UP to 29 patients may have been exposed to the deadly brain disease CJD because of a hospital blunder, it was revealed last night.

Department of Health officials said that the patients were put at risk at Middlesbrough General Hospital when contaminated instruments were used.

In what they admitted as "an appalling incident", officials revealed that all had been operated on using the same surgical instruments as a patient who was later confirmed as suffering from the rare brain disease.

An urgent inquiry is now under way into how instruments which should have been quarantined until the patient had been confirmed free of CJD were re-used - a practice banned under NHS guidelines, which the Department of Health described as "crystal clear". All the affected patients have now been contacted to return to the hospital, The Guardian reports today.

The discovery was made after the original patient had a brain operation on July 19 and the diagnosis was confirmed on August 8.

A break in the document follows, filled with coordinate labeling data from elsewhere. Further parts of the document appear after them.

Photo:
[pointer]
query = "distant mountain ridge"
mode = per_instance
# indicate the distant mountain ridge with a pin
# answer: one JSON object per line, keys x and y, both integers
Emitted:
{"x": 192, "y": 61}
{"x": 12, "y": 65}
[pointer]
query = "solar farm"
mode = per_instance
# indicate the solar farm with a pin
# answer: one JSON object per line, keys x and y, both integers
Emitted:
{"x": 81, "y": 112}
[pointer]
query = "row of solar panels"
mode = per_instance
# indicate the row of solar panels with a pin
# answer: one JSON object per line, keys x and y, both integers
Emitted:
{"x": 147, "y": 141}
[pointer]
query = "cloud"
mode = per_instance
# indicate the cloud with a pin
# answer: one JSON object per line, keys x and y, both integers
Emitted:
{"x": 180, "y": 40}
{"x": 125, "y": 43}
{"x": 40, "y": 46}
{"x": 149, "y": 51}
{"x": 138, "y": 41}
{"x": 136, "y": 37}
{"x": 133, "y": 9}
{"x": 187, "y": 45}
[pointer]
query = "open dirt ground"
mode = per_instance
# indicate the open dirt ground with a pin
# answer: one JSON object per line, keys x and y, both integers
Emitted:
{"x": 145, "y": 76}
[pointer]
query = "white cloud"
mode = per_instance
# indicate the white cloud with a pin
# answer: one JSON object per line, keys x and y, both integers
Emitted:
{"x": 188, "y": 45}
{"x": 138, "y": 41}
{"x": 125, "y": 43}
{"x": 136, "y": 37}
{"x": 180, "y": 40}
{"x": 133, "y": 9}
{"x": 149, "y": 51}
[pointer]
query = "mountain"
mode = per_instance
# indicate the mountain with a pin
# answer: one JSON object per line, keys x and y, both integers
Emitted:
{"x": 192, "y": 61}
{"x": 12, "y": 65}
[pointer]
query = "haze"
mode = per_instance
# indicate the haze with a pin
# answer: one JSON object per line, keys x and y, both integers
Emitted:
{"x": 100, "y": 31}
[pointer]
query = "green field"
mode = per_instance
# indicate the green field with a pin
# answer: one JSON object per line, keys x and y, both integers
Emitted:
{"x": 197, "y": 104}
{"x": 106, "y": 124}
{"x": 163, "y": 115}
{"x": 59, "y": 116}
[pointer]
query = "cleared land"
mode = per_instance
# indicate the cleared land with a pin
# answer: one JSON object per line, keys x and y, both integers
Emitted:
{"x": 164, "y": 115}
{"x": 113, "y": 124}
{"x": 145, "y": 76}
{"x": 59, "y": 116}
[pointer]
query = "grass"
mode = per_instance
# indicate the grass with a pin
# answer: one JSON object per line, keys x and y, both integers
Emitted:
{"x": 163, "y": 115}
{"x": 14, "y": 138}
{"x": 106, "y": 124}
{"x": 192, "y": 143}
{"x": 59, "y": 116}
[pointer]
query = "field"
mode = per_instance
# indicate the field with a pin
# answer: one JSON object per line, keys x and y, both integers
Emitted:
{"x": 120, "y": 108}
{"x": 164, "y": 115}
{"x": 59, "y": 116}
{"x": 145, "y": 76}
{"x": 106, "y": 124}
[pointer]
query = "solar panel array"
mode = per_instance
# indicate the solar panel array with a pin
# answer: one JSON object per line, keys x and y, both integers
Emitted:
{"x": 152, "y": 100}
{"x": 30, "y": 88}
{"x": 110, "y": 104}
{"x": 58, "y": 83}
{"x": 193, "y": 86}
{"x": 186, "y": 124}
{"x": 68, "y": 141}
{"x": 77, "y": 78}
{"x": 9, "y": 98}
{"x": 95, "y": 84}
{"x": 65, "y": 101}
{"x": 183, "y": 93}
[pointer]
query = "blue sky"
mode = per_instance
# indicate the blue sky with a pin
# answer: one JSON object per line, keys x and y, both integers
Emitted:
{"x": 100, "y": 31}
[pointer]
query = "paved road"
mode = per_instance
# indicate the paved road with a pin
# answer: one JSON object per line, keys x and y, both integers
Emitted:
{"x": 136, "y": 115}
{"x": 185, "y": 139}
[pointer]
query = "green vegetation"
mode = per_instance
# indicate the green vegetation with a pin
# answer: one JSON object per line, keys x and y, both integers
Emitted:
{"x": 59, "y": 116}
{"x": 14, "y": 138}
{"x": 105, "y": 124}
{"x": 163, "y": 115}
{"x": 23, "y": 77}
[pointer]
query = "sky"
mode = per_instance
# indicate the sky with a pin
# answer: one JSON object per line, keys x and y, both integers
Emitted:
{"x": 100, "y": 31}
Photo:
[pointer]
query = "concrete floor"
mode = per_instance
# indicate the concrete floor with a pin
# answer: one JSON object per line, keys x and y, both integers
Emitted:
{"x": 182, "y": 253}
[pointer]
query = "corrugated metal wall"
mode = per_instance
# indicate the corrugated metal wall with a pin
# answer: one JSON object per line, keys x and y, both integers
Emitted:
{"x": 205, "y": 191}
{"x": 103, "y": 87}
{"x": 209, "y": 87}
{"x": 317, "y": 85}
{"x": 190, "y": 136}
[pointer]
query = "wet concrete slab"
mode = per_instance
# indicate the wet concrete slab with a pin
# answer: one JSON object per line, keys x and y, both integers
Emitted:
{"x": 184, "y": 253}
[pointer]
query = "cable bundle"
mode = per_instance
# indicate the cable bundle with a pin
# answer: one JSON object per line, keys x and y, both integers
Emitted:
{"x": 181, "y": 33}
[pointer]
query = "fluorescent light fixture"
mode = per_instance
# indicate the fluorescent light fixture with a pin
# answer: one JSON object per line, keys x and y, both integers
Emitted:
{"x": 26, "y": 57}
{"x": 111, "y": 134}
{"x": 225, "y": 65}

However, in the intervening days, 29 patients were operated on with the same equipment - equipment which was eventually withdrawn from use after the diagnosis was confirmed.

Last night, hospital officials said the patient recall was now taking place as a "precautionary measure" because of what was described as a "theoretical risk" of the spread of the disease.

A spokesman for South Tees Hospitals NHS Trust said last night: "The Trust immediately made inquiries with the health authority, public health department and the Department of Health's CJD surveillance unit.

"Since then, we have been working closely with the CJD surveillance unit to look at any possible risk to these patients, though it must be stressed, it is extremely low."

The Department of Health spokesman said its guidance on the handling of instruments possibly exposed to CJD had been in place since 1999.

He said the guidelines to NHS trusts were there to ''prevent the avoidable and unnecessary exposure to this disease''.

He added: ''It appears that the Trust concerned has failed to do so. Twenty-nine patients were operated on with some of the instruments used. The instruments were withdrawn once CJD was confirmed.

''The Trust is now, as a matter of precaution, informing those patients and their families. We do not know what the risk is.''

Sporadic Creutzfeldt-Jakob Disease (CJD) accounts for about 85 per cent of all cases of the illness and, although it can prove fatal, it can also have an incubation period of up to 20 years.

It is not to be confused with variant CJD which is the human form of BSE and potentially linked to contaminated meat.

The hospital said it had been advised not to recall patients until such time as further guidance was received from the Department of Health - guidance which was finally received yesterday.

Doctors are now in the process of meeting every one of the 29 patients to fully explain their unfortunate circumstances. A hospital spokes-man said: "We appreciate the distress and concern this news may cause to these patients, their families and the public at large, and we are in the process of setting up a helpline."

Clive Evers, of the CJD Support Network, said: ''Clearly what is happening is that good, solid guidance is produced, bringing together a range of professionals, and it is not being disseminated, it is not being taken seriously, it is not being publicised enough to the people who need to have access to it.

''That's the lesson that has to be learnt."

Dr Evan Harris, health spokesman for the Liberal Democrats, said: ''It seems as if a serious error was made in exposing subsequent patients to an avoidable and theoretical risk of infection of CJD.

''What data there is suggests that the risk is highest for the first six patients in descending order, as the instrument would be cleaned and sterilised after each use."